Spanish transparency law still has limitations
The Spanish government has published its new draft of the Law on Transparency, Access to Information and Good Governance, but different platforms and organizations still think that the project has limitations and is not completely clear.
Coalición Pro Acceso, a platform which brings together 55 members in favor of free access to information, reported that the government did not included citizens' petitions on this new draft, after a two-week public consultation period.
Despite, José Luis Ayllón, the state secretary for parliamentary relations and main driving force of the Spanish transparency law, explained at the Open Government Partnership in Brasilia on April that citizens' suggestions will be included in the law, the new draft is very similar to the previous one.
Now, Coalición Pro Acceso, has sent a letter to Ayllón and signed by Helen Darbishire, Access Info Europe Directo, asking for more transparency on open processes about this project that they consider “insufficient.”

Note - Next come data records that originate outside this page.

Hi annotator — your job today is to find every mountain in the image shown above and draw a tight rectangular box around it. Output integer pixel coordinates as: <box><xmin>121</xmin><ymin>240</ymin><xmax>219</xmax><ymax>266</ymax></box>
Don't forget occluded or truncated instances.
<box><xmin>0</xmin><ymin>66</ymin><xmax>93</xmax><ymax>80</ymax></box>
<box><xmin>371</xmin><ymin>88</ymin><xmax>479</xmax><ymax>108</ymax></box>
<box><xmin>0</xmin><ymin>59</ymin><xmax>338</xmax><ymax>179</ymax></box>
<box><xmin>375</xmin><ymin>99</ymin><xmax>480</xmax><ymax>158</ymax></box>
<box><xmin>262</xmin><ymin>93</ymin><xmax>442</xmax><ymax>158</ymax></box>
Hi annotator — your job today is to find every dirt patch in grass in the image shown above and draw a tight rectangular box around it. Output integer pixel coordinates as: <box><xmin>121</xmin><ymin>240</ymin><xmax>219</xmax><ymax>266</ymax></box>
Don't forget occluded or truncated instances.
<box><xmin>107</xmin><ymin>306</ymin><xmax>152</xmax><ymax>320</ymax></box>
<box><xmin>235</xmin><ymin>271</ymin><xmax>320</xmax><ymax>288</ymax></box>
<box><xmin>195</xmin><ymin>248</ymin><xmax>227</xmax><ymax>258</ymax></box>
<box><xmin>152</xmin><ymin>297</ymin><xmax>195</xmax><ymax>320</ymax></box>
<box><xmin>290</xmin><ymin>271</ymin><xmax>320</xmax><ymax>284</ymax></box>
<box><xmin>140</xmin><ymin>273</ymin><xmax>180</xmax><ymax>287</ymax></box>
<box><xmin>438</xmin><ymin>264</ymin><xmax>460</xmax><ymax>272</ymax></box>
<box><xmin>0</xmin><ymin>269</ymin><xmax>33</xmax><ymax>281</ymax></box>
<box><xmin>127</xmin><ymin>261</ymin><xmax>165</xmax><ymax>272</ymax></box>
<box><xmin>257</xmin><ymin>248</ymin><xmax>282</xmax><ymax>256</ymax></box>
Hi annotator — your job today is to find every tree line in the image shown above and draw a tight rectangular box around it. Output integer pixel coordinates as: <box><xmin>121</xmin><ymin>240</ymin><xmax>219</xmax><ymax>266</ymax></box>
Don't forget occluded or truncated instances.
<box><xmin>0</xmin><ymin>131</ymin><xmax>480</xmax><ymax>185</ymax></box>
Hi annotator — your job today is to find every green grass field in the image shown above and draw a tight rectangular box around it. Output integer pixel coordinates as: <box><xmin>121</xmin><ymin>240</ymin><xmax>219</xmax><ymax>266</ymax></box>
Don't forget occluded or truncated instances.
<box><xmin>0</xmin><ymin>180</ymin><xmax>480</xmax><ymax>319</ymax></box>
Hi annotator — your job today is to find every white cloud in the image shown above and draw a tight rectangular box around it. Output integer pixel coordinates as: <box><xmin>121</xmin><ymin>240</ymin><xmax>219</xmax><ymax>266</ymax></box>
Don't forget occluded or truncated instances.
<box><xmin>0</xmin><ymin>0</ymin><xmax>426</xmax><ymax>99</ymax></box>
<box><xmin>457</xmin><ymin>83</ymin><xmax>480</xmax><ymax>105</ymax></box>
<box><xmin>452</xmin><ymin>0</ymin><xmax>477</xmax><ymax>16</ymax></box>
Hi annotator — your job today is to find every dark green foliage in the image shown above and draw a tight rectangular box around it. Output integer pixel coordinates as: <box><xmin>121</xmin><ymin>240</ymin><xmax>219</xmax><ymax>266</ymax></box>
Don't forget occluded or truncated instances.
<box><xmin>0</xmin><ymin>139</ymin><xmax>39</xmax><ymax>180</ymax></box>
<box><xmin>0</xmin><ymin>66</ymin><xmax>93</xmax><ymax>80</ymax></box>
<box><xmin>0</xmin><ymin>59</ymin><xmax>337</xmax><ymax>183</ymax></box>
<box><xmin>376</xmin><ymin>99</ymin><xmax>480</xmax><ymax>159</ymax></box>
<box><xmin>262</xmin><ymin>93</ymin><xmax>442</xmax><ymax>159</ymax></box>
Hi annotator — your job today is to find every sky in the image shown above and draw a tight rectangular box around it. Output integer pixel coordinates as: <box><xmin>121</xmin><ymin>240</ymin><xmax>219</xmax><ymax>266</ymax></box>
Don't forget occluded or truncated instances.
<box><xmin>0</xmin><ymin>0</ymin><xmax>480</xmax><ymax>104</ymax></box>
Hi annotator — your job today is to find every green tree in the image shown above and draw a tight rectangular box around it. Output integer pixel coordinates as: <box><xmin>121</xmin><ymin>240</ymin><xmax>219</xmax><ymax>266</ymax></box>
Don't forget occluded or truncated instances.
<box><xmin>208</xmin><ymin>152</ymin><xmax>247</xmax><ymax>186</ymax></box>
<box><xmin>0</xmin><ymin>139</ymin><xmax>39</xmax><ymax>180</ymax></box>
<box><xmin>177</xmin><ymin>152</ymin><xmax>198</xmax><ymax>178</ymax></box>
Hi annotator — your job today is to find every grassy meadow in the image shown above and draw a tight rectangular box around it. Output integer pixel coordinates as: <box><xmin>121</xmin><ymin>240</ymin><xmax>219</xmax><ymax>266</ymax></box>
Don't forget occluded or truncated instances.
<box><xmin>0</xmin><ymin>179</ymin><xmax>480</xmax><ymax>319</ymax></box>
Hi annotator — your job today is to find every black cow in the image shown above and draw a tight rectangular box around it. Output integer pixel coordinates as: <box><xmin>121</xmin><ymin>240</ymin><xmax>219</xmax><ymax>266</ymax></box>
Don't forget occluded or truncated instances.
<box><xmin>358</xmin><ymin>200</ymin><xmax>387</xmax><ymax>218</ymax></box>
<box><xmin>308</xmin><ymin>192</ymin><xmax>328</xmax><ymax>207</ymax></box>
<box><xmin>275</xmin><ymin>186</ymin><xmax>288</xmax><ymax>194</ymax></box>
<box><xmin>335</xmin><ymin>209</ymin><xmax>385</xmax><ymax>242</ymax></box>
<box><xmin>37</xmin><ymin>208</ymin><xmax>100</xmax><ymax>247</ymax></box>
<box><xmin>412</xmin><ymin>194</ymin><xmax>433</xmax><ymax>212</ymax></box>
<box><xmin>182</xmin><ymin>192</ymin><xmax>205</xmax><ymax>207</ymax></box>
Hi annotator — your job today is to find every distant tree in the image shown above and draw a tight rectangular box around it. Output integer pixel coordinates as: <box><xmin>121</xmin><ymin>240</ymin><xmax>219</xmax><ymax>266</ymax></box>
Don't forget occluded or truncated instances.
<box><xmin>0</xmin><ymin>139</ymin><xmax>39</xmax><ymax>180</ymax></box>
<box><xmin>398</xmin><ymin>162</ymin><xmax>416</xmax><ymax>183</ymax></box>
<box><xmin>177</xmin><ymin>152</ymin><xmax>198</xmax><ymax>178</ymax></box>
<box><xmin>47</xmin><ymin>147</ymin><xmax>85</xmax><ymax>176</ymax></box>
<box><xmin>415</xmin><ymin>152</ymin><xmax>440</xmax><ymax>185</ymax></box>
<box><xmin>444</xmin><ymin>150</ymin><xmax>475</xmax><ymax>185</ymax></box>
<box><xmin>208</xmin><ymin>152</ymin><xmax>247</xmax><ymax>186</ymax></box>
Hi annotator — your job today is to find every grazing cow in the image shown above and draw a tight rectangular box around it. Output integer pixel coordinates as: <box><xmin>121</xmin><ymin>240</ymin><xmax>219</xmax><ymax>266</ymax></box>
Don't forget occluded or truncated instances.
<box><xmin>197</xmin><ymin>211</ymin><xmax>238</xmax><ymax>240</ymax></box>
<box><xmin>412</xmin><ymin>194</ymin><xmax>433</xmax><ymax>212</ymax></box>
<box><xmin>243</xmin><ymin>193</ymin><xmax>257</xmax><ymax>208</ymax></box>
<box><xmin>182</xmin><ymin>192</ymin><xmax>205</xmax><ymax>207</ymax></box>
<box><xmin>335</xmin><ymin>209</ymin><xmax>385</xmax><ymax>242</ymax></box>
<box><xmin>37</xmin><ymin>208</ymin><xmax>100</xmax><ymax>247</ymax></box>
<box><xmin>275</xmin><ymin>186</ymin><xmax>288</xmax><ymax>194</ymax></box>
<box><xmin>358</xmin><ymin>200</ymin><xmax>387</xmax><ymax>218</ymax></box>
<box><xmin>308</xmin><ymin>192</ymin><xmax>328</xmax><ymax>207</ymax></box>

In the letter, the platform states that "the content of the draft does not fit with the Council of Europe Convention on Access to Public Documents, among other reasons because of the limited definition of information and because the exceptions' list is still not subjected to a public interest test.” Besides, they suggest to publish citizens' suggestions to prove that the most popular petitions are included or not.
According to Victoria Anderica, Coalición Pro Acceso Coordinator, the Spanish government intentions with the public consultation was to inlcude only the proposals that match with the law's philosophy. Soraya Sáenz de Santamaría, Spain's Vice President, affirmed on 18 May that they selected some petitions that “respond to the philosphy and, over all, to the possibility of performance in this law.”
The letter also asks why the text doesn't include the fundamental character of the public information access right and when the government is going to pass this draft and send it to the Parliament.
Some experts, that assisted to the private reunions where the draft is being analysed, said that the government doesn't want to answer if they are going to publish society's contributions and they expect the law will come into effect at the end of this year or early 2013.